Ok, will check for "de" locale (since "de" without trailing underscore is technically valid too, and there are no 3 letter locales starting with "de" so it's safe in this regard too https://www.localeplanet.com/icu/)
2) the letter "ß" is only used in German languages anyway and there is no transliteration of ß => s to be found anywhere.
This will be removed from the conditional and update the "general" transliteration of ß to ss
I think I'd prefer for this to be added to the conditial too, for clarity and consistency, to keep the replacements relevant to German locales in a single place.
But you already have "ß" in the general part - where it's transliterated to "s". However this is wrong - "ß" is always transliterated to "ss". I wasn't able to find ANY reliable sources, that transliterated "ß" => "s", like WP core does.
Nvm, makes sense Latin 1 does indeed do it like this.
3) add a 2nd arg to the function remove_accents: $locale = false (@param string $locale optionally set a locale if you do not want to use the locale of the current language)
I think this can already be achieved by using
switch_to_locale()
andrestore_previous_locale()
:
$switched_locale = switch_to_locale( '...' ); $string = remove_accents( $string ); if ( $switched_locale ) { restore_previous_locale(); }The same approach is used when sending emails in user's language instead of site language, without the need for passing any additional parameters to the functions.

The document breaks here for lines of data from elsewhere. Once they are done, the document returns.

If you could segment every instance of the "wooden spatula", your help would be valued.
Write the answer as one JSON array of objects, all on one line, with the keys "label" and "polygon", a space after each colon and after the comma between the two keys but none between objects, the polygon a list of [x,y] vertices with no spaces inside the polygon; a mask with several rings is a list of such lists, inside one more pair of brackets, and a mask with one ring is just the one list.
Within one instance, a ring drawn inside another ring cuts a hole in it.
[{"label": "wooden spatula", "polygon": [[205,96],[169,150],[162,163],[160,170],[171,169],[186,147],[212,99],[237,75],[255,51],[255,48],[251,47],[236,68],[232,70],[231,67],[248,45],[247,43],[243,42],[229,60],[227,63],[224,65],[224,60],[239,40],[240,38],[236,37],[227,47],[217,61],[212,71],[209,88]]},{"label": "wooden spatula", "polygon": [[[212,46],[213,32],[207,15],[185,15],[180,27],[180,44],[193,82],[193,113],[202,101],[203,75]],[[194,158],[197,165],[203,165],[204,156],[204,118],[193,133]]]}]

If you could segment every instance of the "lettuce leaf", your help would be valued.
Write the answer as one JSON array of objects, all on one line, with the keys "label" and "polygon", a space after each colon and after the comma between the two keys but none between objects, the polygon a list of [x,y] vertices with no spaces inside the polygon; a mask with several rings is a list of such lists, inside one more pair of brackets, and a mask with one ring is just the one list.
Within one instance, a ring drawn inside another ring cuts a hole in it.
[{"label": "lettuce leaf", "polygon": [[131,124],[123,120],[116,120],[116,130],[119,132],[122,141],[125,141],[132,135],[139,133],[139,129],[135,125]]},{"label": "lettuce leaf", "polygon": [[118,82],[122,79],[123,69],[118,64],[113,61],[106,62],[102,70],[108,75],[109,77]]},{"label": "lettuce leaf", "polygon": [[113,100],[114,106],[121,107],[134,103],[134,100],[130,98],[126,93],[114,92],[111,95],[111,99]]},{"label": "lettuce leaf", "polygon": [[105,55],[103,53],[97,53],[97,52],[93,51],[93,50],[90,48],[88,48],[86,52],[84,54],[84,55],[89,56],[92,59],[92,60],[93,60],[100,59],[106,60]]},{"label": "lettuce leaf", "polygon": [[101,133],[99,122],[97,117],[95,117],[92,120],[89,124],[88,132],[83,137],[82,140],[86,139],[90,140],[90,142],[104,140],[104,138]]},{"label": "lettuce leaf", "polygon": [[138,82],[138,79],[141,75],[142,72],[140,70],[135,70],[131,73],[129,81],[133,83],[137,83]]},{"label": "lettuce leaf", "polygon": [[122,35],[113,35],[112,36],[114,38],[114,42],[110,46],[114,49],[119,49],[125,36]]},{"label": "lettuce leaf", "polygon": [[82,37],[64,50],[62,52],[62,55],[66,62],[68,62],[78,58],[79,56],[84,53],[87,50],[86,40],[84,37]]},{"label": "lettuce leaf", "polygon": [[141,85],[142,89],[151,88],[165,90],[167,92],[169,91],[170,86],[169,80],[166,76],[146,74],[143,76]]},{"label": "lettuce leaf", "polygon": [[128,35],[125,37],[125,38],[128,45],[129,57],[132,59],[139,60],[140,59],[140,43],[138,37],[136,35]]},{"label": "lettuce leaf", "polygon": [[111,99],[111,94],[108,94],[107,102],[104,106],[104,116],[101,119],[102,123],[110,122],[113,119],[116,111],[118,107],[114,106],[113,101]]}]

Good point, I should have mentioned before (since I was aware of this):
Calling switch_to_locale will load all strings of that locale - this has a major impact on performance and memory-consumption (up to the point of OOM errors, which can be quickly reached if we have a website that serves multiple European markets/languages).
For the given use case of "remove_accents" this is breaking a fly on the wheel (which WP is struggling with in loads of other areas already, don't want to make it even worse)
I think adding an optional $locale parameter would be a non-invasive change, that would not impact performance and not break anything either. Additionally it would make any user directly aware, that remove_accents is a locale aware function, where locale decides what "result" you get.
#11
@
3 years ago
- Keywords reporter-feedback removed
Updated the pull request now to accomodate your suggestions @SergeyBiryukov
#13
@
3 years ago
- Owner set to SergeyBiryukov
- Resolution set to fixed
- Status changed from new to closed
In 52809:
SergeyBiryukov commented on PR #1860:
3 years ago
#15
Thanks for the PR! Merged in https://core.trac.wordpress.org/changeset/52809.
Thanks for the report @malthert . What specific problems are you seeing? And which language(s) are you using?